Large areas of the Negev of Southern Israel are considered as desertified areas. In the past, the Negev had known periods of economic prosperity. Ruins of ancient agriculture farms and towns (1000 B.C – 700 A.D) are spread over large areas of the Negev.
Abandonment of the ancient farms and towns by the permanent residents, mismanagement of soil and water resources, non-maintenance of the ancient agriculture sites, clear cut of vegetation, heavy grazing pressure and improper land cultivation, had led to degradation processes.

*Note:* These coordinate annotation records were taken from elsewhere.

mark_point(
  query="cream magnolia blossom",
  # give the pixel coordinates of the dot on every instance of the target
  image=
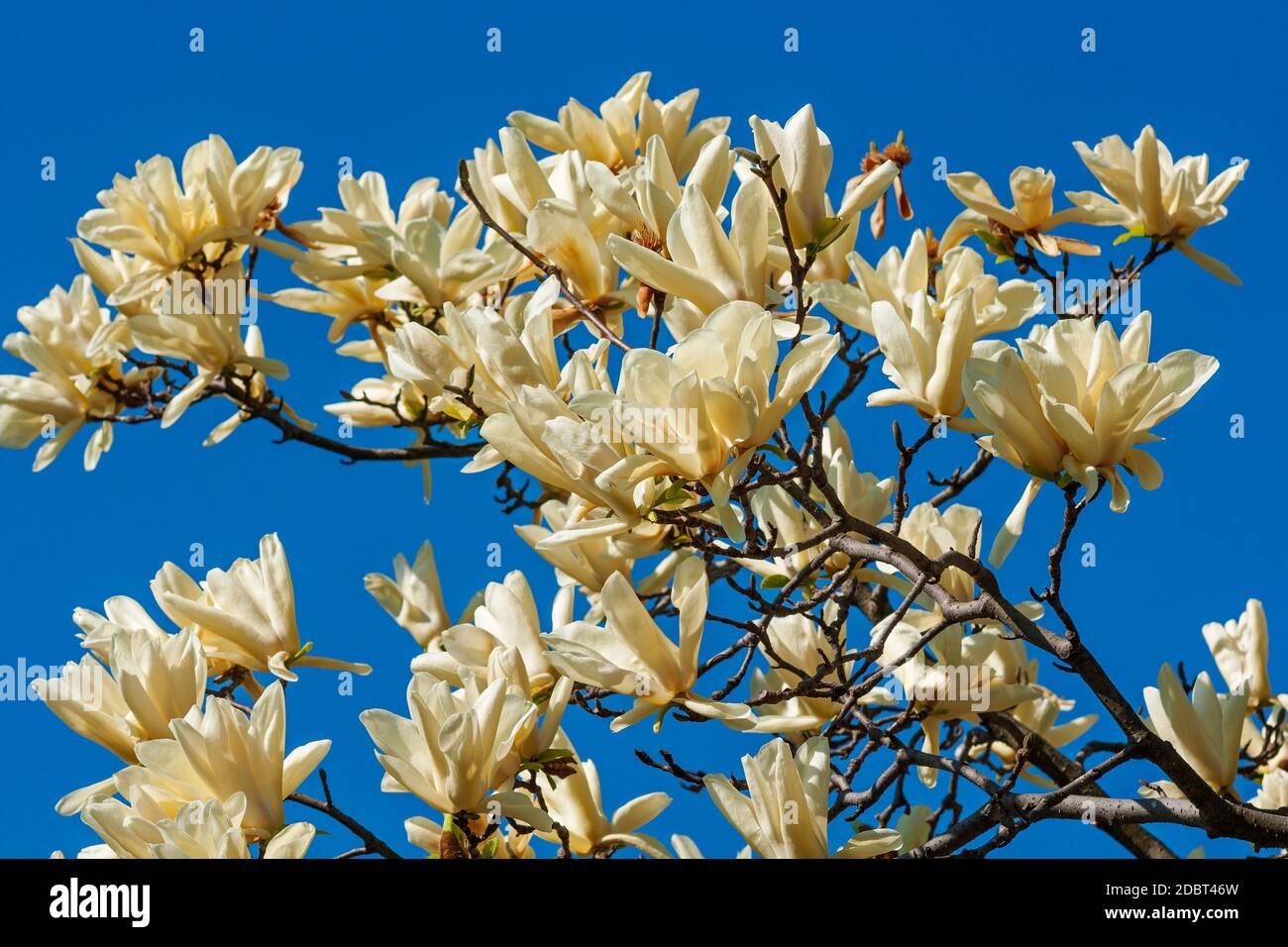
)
(703, 266)
(625, 123)
(365, 200)
(413, 596)
(1031, 214)
(436, 264)
(630, 655)
(154, 680)
(900, 277)
(458, 751)
(957, 684)
(563, 222)
(576, 802)
(923, 356)
(71, 344)
(189, 328)
(1240, 652)
(688, 848)
(591, 561)
(155, 218)
(1039, 714)
(914, 826)
(711, 393)
(1077, 401)
(786, 812)
(507, 618)
(647, 196)
(1203, 727)
(441, 841)
(245, 615)
(1151, 195)
(802, 158)
(566, 451)
(638, 471)
(799, 642)
(197, 830)
(192, 764)
(344, 300)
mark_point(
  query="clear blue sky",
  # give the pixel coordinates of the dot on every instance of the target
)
(407, 91)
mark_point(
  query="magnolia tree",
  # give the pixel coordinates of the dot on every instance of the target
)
(649, 337)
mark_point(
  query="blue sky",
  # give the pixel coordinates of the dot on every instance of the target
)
(408, 91)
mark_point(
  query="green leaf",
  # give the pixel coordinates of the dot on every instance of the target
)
(827, 232)
(671, 495)
(554, 754)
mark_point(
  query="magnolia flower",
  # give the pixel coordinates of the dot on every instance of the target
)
(623, 124)
(803, 165)
(201, 324)
(786, 813)
(198, 830)
(346, 300)
(914, 827)
(957, 684)
(862, 495)
(246, 615)
(799, 642)
(154, 681)
(413, 596)
(688, 848)
(1030, 215)
(458, 748)
(703, 266)
(507, 618)
(340, 235)
(1266, 742)
(562, 219)
(1076, 401)
(193, 764)
(436, 263)
(631, 655)
(1039, 715)
(901, 277)
(1273, 792)
(378, 402)
(71, 343)
(1154, 196)
(1239, 650)
(153, 217)
(567, 453)
(591, 560)
(647, 196)
(480, 351)
(111, 270)
(575, 802)
(712, 395)
(442, 841)
(1205, 728)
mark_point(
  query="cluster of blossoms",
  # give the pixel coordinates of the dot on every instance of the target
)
(657, 474)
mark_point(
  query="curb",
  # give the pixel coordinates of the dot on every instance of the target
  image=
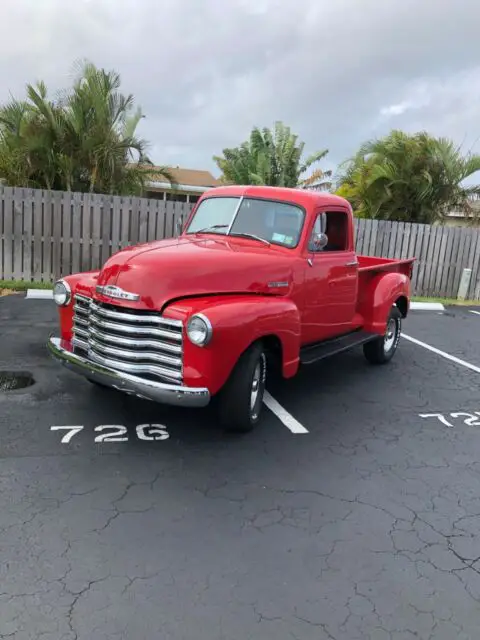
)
(39, 294)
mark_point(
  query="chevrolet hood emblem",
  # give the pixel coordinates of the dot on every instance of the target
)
(110, 291)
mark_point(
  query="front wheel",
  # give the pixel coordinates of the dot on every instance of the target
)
(240, 401)
(382, 349)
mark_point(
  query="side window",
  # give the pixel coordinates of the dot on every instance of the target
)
(337, 231)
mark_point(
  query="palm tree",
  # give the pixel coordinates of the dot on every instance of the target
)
(85, 140)
(415, 178)
(272, 158)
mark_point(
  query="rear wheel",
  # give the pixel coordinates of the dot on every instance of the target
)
(240, 401)
(382, 349)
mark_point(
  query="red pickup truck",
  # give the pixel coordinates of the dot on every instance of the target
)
(259, 278)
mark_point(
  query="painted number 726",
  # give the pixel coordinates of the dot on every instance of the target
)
(115, 432)
(470, 419)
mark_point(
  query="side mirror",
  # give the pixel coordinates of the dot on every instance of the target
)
(318, 242)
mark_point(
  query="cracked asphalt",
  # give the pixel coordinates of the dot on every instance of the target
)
(367, 527)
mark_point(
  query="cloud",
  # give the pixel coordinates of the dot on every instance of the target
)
(206, 72)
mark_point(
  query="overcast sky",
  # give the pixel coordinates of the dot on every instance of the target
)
(206, 71)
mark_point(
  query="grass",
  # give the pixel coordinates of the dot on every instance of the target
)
(14, 286)
(448, 302)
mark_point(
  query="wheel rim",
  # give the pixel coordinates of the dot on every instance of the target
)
(390, 335)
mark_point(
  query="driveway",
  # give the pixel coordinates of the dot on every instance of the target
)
(123, 519)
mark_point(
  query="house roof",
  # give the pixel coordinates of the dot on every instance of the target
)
(193, 177)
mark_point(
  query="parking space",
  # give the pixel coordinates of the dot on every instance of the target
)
(125, 519)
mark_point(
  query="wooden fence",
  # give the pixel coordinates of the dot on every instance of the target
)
(45, 234)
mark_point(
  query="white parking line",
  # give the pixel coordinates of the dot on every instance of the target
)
(426, 306)
(445, 355)
(283, 415)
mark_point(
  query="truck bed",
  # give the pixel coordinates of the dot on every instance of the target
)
(370, 265)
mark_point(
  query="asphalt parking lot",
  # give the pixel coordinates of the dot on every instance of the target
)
(122, 519)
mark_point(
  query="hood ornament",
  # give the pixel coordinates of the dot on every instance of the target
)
(111, 291)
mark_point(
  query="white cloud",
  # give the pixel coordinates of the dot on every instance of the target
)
(206, 72)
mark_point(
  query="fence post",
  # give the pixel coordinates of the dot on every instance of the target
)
(464, 284)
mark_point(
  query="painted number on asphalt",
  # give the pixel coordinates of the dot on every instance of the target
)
(470, 419)
(116, 432)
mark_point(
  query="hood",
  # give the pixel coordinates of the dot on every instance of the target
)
(181, 267)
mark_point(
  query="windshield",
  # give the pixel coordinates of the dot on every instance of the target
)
(267, 220)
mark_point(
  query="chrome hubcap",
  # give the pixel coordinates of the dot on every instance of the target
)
(390, 335)
(255, 386)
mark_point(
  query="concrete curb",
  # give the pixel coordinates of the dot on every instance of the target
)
(39, 294)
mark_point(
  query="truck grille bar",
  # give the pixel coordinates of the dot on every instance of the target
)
(137, 342)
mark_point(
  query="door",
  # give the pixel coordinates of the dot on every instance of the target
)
(331, 279)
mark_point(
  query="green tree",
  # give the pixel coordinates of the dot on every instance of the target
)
(84, 140)
(272, 158)
(412, 178)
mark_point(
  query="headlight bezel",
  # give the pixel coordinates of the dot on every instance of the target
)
(67, 293)
(208, 329)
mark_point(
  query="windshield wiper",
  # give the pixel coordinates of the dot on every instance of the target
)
(251, 235)
(213, 226)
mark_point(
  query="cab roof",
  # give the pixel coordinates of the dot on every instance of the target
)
(302, 197)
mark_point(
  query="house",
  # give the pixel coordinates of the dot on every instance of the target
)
(188, 185)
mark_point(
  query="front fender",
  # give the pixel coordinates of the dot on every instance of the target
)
(79, 283)
(381, 294)
(237, 322)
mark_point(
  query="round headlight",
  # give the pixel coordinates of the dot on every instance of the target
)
(199, 330)
(62, 293)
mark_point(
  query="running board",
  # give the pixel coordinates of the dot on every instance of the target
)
(315, 352)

Rehabilitation of degraded areas is based on proper management of soil, water and vegetation resources. Afforestation and soil conservation efforts over the dry environment are based on water harvesting. Ancient water harvesting methods with modern technique and knowledge are implemented on slopes and valleys in order to enrich soil humidity, thus enable the success and growth of planted trees and natural herbaceous vegetation
Applied research and long term monitoring, as well as adaptive management, play an important role for achieving sustainable rehabilitation.
The rehabilitated areas improve life quality of the inhabitants and provide ecosystem services, such as: green belts around urban areas, recreation opportunities, improved pasture and shade for wildlife and controlled livestock grazing, soil conservation and flood control, as well as preserving the cultural heritage of the area.